Have You Seen Bobby or His Shoes?

This is a running joke with Rajesh.  I saw him earlier today, and I asked him if he saw Bobby.  Rajesh was in New York City last week, and he and I had exchanged emails that he was meeting Bobby. If you don't already know, Bobby is Robert De Niro.  Ever since I told Rajesh about my Bobby story, he says, "Have you seen Bobby?" when something New York City triggers it.  Ahhh, my Bobby story...

When I moved to New York City, our first office location was at Manhattan Mini-Storage.  I found this place to move our company's assets into, including the filing cabinets and files.  I would go to the storage place almost every day to work on files and just get administrative things done.   The rest of the time, I worked in my apartment.

We then moved to an office in East Village at a plug-and-play setup that hosted many other startup companies.  One of them was Kayak - yes, the kayak.com travel site that you see all over television commercials and internet ads today.  I forgot the name of the plug-and-play place, but I remember it was located near Astoria Place that had the Starbucks where they filmed a scene from the first Sex and the City movie.  It was also right across the street from the theater where the Blue Man Group performed.  I lived in West Village, and it only took me about 10 minutes to walk to the East Village office.

We closed our Series B round there.  I remember that too.  I was desperate to run a Windows patch one night because my computer was not cooperating, and so I ended up staying there late.  Walking late at night back to my apartment from East Village to West Village was no bother though.  New York City is safe.

After about 5 months, we wanted to relocate to a place closer to Soho or Tribeca.  We looked around, even in a building in Chinatown. We finally settled on a building in Tribeca in Lower Manhattan.  It turned out to be the Tribeca Film Center, where they prepare and run the Tribeca Film Festival.  Robert De Niro owns the building, and at the time he had an office on the 8th floor.  I'm not sure if it's still the case.  We happened to lease an office on the same floor and even had a desk there that was rumored to have been owned by Jon Stewart.  We even hired a girl (I don't remember her name) who was a former backup dancer for Christina Aguilera.  I think her name was Mary.

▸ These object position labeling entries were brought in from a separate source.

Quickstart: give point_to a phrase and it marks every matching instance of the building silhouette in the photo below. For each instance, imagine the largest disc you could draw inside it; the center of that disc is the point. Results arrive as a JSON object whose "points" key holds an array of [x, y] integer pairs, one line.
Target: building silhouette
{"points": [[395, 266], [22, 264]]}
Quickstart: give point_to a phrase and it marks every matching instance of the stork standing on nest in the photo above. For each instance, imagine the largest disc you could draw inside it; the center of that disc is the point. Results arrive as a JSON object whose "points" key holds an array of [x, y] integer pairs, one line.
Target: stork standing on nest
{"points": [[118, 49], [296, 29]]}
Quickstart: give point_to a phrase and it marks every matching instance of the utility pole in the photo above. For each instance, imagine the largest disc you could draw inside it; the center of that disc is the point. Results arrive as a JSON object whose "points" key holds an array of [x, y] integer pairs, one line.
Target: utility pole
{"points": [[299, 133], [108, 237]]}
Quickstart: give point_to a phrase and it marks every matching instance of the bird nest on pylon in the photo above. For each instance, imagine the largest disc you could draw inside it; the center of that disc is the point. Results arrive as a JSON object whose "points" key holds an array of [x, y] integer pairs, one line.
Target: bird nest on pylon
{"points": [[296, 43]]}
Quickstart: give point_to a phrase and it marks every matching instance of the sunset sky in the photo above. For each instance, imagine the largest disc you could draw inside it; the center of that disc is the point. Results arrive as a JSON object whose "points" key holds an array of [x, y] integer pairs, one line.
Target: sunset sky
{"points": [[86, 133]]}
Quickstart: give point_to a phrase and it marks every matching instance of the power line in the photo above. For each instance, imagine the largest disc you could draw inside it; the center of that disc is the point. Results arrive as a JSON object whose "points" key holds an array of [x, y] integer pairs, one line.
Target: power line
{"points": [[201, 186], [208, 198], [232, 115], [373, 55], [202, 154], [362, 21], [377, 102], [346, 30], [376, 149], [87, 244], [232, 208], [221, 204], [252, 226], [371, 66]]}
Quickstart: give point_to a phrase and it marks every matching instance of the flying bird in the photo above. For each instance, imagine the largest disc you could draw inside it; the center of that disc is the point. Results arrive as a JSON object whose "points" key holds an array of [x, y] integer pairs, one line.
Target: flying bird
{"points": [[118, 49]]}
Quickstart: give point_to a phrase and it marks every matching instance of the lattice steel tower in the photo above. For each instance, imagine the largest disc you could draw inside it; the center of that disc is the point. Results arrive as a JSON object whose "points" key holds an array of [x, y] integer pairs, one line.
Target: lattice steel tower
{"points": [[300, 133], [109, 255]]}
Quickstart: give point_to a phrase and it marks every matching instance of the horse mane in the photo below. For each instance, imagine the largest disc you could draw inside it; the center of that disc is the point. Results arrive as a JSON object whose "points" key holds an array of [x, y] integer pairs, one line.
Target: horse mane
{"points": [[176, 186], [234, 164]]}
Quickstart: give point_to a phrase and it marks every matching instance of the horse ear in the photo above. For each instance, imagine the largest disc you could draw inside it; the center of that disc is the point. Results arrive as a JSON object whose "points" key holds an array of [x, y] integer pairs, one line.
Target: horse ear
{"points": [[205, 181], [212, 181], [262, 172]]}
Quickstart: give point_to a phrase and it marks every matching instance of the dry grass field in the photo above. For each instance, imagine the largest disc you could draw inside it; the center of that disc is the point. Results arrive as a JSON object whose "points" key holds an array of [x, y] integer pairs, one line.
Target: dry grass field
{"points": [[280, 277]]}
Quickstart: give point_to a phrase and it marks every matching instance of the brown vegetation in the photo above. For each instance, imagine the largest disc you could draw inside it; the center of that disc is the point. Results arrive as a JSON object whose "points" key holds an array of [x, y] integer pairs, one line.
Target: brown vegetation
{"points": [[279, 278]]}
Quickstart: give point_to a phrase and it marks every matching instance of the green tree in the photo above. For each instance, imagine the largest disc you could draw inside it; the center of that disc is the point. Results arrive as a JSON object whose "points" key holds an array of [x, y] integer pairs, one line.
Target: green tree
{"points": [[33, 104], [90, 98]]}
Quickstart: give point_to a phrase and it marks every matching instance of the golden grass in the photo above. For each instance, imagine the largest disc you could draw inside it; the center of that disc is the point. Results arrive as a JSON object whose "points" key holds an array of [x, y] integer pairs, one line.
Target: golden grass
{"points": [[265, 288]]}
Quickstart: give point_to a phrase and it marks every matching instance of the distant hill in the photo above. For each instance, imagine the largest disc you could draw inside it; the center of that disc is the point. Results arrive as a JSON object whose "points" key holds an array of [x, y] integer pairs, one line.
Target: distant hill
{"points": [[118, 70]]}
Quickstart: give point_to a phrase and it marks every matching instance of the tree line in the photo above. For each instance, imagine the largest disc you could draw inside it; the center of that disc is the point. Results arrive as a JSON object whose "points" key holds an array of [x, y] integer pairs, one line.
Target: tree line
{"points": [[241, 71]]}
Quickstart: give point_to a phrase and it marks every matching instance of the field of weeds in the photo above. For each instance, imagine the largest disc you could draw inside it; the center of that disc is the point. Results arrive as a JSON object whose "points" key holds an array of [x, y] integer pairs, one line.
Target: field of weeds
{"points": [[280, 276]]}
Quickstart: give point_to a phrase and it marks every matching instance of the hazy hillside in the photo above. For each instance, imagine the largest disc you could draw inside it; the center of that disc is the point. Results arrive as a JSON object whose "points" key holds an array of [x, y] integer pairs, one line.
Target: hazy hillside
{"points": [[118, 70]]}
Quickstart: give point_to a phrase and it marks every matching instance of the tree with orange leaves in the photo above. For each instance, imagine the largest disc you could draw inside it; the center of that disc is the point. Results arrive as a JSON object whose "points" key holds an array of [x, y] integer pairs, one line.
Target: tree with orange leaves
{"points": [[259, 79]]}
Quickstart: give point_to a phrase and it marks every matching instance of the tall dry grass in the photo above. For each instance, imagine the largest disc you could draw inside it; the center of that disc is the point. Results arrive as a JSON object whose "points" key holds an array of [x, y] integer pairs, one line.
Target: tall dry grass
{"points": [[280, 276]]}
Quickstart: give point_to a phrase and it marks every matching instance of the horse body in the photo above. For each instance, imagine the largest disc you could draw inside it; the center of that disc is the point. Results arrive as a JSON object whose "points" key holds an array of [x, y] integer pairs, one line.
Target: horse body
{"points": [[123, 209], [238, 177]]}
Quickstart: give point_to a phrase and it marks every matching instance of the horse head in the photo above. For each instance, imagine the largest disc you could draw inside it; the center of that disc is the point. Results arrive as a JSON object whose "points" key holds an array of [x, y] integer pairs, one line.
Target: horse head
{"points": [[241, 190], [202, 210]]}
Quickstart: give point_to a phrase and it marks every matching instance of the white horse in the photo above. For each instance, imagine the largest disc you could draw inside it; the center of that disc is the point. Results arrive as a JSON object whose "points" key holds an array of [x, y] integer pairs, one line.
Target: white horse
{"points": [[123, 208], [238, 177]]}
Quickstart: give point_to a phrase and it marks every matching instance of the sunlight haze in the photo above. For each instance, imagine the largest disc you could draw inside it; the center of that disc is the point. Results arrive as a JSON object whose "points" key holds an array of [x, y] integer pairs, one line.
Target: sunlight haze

There was celebrity-ism everywhere.  However, despite being located there and working in that office early in the morning to late at night almost seven days a week, I did not get to see Bobby.  He could not have been more elusive.

One day, one of my co-workers named Spam said he saw Bobby and Sean Bean.  I should have been with Spam, but I missed out.  Another time, I went to lunch with another co-worker named Anne.  When we returned and got on the elevator, she was trying to get my attention with a look that I couldn't figure out.  I had my back to the lobby as the elevator doors closed.  As soon as they closed, Anne told me that Bobby was in the lobby.  Ugh!  I had missed him again.

Another opportunity I had to see him was when one of his assistants came walking through the floor asking everyone if they had seen Bobby's shoes.  So I knew he must have been in the office that day.  I stepped out of our office to see if I could get a glance, but Bobby did not appear.

Alas, I did not see Bobby or his shoes.  Life went on this way until I eventually moved the company's assets out of Tribeca and back to California into the Campbell office. I have so many start-up war stories and the scars to prove it.  And not seeing Bobby or his shoes are deep scars that I cannot recover from.  If there is a slim chance that Robert De Niro reads my blog, perhaps he can heal them.